Precision agriculture fits well

Randolph says, “A lot of the precision application technology got its start in the Midwest and it works well there. However, with our tabletop shape of many of our fields and the overlaps and funny corners of fields make swath control, autoboom and autosteer equipment more applicable here.”

The Virginia grower says it’s a fine line between getting enough nutrients in the soil to maximize crop production and avoid over-use of nutrients which isn’t good for the bottom line or the environment. “As we move forward with some of this new technology, I think we will become even more efficient,” Randolph says.

Ruffin says that new technology is out there — some of it probably hasn’t been fully developed. “We need more research at the university level to find and develop this technology.

“I think the next horizon that will help us be more efficient is genetics. It seems logical to me that drought tolerant corn is on the horizon. It seems possible that science will develop new varieties that use less nitrogen and other nutrients — the same chemicals that are causing problems with the Chesapeake Bay cleanup,” Ruffin says.

Question three: How do the Federal government and other organizations involved in the Chesapeake Bay cleanup get other Virginia farmers and farmers in other states that impact the Bay to your level of conservation farming.”

Mills says that’s a difficult mission to determine what other farmers will do. “For us, economics, things like cost-share and tax incentives on no-till equipment will entice farmers to try more conservation-tillage.

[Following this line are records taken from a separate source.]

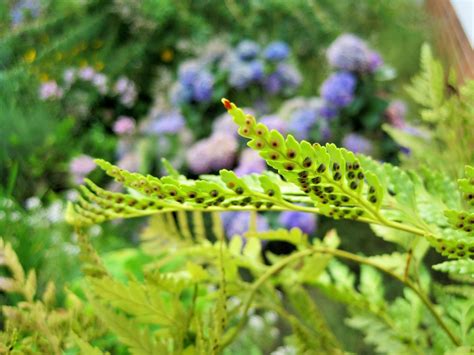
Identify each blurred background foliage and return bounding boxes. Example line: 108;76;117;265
0;0;448;353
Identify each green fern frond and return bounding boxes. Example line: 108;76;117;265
222;99;384;219
433;259;474;278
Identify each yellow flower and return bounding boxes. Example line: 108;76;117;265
23;49;36;63
161;49;174;63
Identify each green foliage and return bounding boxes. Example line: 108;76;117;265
52;100;474;353
385;44;474;178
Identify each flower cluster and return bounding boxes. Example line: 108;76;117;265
39;66;138;108
326;33;383;73
169;40;302;106
186;132;238;174
320;34;383;118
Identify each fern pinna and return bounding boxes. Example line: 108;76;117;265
62;99;474;354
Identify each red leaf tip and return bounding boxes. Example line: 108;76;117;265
222;99;232;110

“The age of farmers is a big factor in adapting new technology. Too many farmers are near retirement age and their thinking seems to be — why should I invest in new equipment and change my practices? In our area, I don’t see a lot of young people getting into farming,” Mills says.

“We are in the York River watershed and the EPA is working on a total minimum daily load (TDML) of bacteria for that watershed. I’ve been to some of the fact-finding meetings, and I don’t think some of these folks have a real good idea of what the problem is.

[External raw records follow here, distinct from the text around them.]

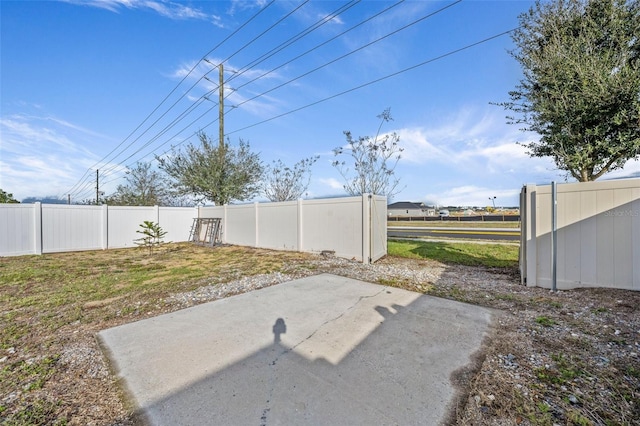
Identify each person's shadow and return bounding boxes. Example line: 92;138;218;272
273;318;287;344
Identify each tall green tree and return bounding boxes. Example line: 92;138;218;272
105;162;171;206
262;156;320;201
156;132;264;206
332;108;403;199
0;188;20;203
499;0;640;182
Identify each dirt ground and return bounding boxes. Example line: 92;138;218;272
0;256;640;425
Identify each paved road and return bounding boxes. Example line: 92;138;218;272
387;226;520;241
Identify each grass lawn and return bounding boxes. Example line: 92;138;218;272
0;244;307;426
387;220;520;229
387;240;519;268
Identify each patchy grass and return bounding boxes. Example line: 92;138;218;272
0;244;316;425
387;220;520;229
387;240;519;268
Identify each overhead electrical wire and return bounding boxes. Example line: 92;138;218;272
225;0;462;115
67;0;275;198
90;0;368;190
69;0;461;198
71;0;514;201
117;0;462;166
229;28;518;134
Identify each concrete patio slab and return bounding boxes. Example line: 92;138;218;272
98;274;497;426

Wildlife big contributor to problem

“For example, at one of the meetings they showed a chart showing what percentage of bacteria comes from which source. It showed over half was coming from wildlife, and the question was how do you plan to control wildlife. The answer is we don’t control that — we plan to reduce the TDML by placing restrictions on other areas, like agriculture,” Mills says.

Randolph contends (and research seems to confirm) that Virginia farmers are already doing more than their share of cleaning up the Chesapeake Bay. A recent Virginia Tech survey indicates over 90 percent of Virginia crop land that impacts the Bay is in some form of conservation-tillage.

Ruffin says the term ‘agriculture’ isn’t well defined by the people who are leading the movement to enforce President Obama’s decree to speed up the cleanup of the Chesapeake Bay.

“All these nutrient loads that agriculture supposedly puts into the Bay need to be quantified. It’s like ‘non-source point pollution’. What exactly does that mean and how much of it can be attributed to grain farmers, versus cattle producers, versus industrial sites?

“I think agriculture has done a tremendous job in helping reduce pollutants that go into the Bay — just by adopting no-till farming. What impact does continuous no-till farming have on the level of pollutants that go into the bay, or the restriction of these pollutants — those type figures need to quantified and verified,” Ruffin says.

Question four: Injecting nitrogen has been mentioned several times as a way to make application more precise and reduce the amount of chemical that can get into streams that impact the Chesapeake Bay. Why isn’t fertilizer injection commonly used in Virginia?

“For one thing, we have a huge problem transporting large equipment, our farms are typically spread out over a large area, with a lot of small fields, so that’s been an issue with injecting fertilizers in the past,” Randolph says.

He adds that very little fall fertilizer is used, noting that most nitrogen used in southeast Virginia goes in during a 45-day window at the front end of the growing season.